We do not discuss everything in great detail here since everything has been discussed in MATH 115A Section 1.2. This note merely serves as a quick review.
A column $n$-vector is an array of $n $ numbers, denoted
$$\b{ a } = {\Vcr{ a_1 }{ a_2 }{ \vdots }{ a_n }} $$
$a_i $ is called the $i $th component of the vector $a$.
$\R^n $ is the set of column $n $-vectors with real components.
The transpose of a given column vector $a $ is a row vector with corresponding elements, denoted
$$\transpose{ \b{ a }} = (a_1, a_2, …, a_n)$$
$$\b{ a } + \b{ b } = \transpose{ [ a_1 + b_1, a_2 + b_2, …, a_{ n } + b_n] } $$
Vector addition follows: commutativity, associativity.
Exist a unique zero vector.
For each vector $\b{ a } $ exist $- \b{ a } $.

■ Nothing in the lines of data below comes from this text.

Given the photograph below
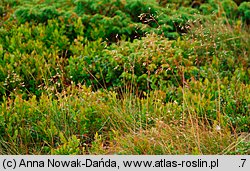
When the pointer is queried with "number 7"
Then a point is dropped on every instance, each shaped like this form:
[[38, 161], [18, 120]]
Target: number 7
[[244, 160]]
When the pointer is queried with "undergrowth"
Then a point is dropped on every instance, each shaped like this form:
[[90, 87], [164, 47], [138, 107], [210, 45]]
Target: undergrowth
[[124, 77]]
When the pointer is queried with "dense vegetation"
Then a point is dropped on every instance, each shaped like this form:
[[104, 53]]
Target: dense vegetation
[[124, 77]]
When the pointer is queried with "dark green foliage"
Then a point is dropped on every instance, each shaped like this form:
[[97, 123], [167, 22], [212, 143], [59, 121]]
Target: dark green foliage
[[176, 59]]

$c \b{ a } = \transpose{(ca_1, ca_2, …, ca_{ n })}$
Scalar multiplication follows: distributive law, associativity.
The scalar $1$ satisfies: $1 \b{ a } = \b{ a } $.
Any scalar $c$ satisfies: $c \b{ 0 } = \b{ 0 } $.
The scalar $0 $ satisfies: $0 \b{ a } = 0 $.
The scalar $-1 $ satisfies: $-1 \b{ a } = - \b{ a } $.
if $c_1 \b{ a }_1 + c_2 \b{ a }_2 + … + c_{ k } \b{ a }_{ k } = 0 \implies \forall i = 1, …, k, c_i = 0$, then
$\set{ \b{ a }_1, \b{ a }_2, …, \b{ a }_{ k }}$ is linearly independent. Otherwise, the set is linearly dependent.
Any set of vectors that contains the zero vector is linearly dependent.
if $\exists c_1, c_2, …, c_{ k }$ such that $\b{ a } = c_1 \b{ a }_1 + c_2 \b{ a }_2 + … + c_{ k } \b{ a }_{ k } $, then $\b{ a } $ is a linear combination of $\set{ \b{ a }_1, \b{ a }_2, …, \b{ a }_{ k }} $.
A set of vectors $\set{ \b{ a }_1, \b{ a }_2, …, \b{ a }_{ k }}$ is linearly dependent $\iff$ $a_i, i \in \set{1, …, k} $ is a linear combination of the remaining vectors.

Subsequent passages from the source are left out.